Head coach Jesse Marsch wasn’t opposed to Kljestan dropping back deeper, when necessary. Earlier this year, he encouraged his star midfielder to increase his defensive output. But on Wednesday, he saw the inherent risk in having his creative playmaker lying too deep to be effective.
“Obviously, the negative is that it takes him away from goal where he’s really good at making plays. Trying to get that balance right is important,” Marsch said. “I do think getting Sacha on the ball more for our team is always a good thing. Whether it’s from a deeper position or attacking spots, it helps us develop a rhythm. It helps him develop a rhythm.”
Earlier this year, the 4-2-2-2 was tried and rendered Kljestan inefficient, forcing him out onto the wings to find space and away from the center of midfield. Now, the current 4-2-3-1 doesn’t seem to have the personnel that would allow him to float into pockets and be effective in the final third.
Whether the Red Bulls switch to a midfield diamond or go to a 3-6-1, the answer is perhaps less about the formation and maybe more about the pieces around Kljestan.
The entirety of the attack has been in a bit of a funk this year, an issue that is compounded with Kljestan needing to track back so deep as to cut into his offensive efficiency.
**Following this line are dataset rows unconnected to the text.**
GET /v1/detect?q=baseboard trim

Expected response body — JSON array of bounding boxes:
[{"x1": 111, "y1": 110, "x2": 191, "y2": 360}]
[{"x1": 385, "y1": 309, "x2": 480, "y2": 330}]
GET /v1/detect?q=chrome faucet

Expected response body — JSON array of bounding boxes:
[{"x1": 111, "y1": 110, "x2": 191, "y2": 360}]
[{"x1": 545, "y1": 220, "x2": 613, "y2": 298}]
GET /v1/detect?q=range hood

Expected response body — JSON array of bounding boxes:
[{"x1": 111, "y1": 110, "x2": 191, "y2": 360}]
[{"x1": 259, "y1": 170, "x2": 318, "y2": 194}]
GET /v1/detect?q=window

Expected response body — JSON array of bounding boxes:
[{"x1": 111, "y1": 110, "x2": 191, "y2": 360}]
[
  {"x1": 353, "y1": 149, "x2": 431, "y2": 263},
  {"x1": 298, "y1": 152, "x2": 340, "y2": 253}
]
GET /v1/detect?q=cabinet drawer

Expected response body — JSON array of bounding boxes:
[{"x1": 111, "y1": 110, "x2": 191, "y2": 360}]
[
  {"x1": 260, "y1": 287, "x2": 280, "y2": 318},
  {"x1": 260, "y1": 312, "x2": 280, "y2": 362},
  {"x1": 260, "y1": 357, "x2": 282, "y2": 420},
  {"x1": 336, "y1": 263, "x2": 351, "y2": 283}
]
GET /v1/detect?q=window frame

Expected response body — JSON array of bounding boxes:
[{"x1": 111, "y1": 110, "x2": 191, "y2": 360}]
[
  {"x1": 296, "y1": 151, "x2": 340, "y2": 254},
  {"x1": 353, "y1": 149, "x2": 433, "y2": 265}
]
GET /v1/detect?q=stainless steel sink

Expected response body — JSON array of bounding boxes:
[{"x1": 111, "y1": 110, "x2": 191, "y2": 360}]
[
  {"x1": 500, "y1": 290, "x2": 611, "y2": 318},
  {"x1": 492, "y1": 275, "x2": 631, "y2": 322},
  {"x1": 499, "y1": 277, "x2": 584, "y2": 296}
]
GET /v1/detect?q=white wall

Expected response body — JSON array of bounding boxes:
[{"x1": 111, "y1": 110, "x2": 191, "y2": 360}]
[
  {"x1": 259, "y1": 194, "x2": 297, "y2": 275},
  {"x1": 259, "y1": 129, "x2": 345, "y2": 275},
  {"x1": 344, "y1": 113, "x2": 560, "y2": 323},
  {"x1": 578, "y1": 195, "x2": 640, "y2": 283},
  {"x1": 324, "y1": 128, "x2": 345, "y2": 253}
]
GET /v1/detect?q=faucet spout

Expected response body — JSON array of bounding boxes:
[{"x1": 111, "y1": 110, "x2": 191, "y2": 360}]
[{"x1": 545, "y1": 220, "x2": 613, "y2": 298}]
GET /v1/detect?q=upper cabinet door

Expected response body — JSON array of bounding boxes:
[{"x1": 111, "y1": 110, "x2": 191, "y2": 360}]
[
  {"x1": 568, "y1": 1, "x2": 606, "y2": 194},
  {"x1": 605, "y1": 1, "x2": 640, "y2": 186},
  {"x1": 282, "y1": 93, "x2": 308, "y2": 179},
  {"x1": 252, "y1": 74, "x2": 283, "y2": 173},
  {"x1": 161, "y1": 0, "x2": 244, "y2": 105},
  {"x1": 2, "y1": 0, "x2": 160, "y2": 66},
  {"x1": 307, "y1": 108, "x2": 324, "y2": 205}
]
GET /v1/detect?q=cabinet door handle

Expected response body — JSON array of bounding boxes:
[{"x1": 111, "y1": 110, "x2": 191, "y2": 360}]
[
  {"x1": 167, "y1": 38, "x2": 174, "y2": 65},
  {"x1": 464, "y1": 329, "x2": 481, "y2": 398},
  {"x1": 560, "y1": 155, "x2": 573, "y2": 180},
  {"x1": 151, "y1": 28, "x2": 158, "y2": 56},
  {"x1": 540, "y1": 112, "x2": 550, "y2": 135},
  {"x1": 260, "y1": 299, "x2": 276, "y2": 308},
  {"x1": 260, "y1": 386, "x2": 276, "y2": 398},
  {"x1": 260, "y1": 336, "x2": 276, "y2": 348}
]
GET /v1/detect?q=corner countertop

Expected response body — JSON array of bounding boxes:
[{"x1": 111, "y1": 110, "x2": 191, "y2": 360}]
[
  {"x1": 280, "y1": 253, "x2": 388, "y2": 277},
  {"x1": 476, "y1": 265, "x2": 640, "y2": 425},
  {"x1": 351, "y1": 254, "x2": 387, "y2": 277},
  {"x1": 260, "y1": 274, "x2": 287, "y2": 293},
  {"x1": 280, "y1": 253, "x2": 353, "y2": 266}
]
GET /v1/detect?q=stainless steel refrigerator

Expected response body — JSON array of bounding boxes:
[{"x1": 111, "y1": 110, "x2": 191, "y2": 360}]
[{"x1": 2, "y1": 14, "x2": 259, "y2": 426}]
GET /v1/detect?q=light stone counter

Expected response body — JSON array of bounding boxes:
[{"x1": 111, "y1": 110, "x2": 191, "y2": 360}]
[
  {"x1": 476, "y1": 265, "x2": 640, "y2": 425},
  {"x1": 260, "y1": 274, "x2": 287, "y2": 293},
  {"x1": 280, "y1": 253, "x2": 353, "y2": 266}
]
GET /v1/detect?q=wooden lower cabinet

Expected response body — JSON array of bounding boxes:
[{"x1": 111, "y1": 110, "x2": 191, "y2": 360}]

An MVP finalist last year, it isn’t that Kljestan is playing worse, but simply that the cogs around him aren’t putting him in as good positions to create and be as dangerous as he was in 2016.
He can’t answer the reason for their lack of success, just that there seems to be an issue that extends beyond the midfield.
“I don’t know,” Kljestan said.
“It’s not just the midfield, we ask our defenders to pass out of the back as well. There are some guys — I don’t know what it is. If I could put my finger on it, I’d cure them right away. I’d cure myself, I’d cure the team. We’ve just got to better. I don’t know a way to find confidence for these guys, but just be daring to play, especially when we play at home. We should play with nothing to lose.”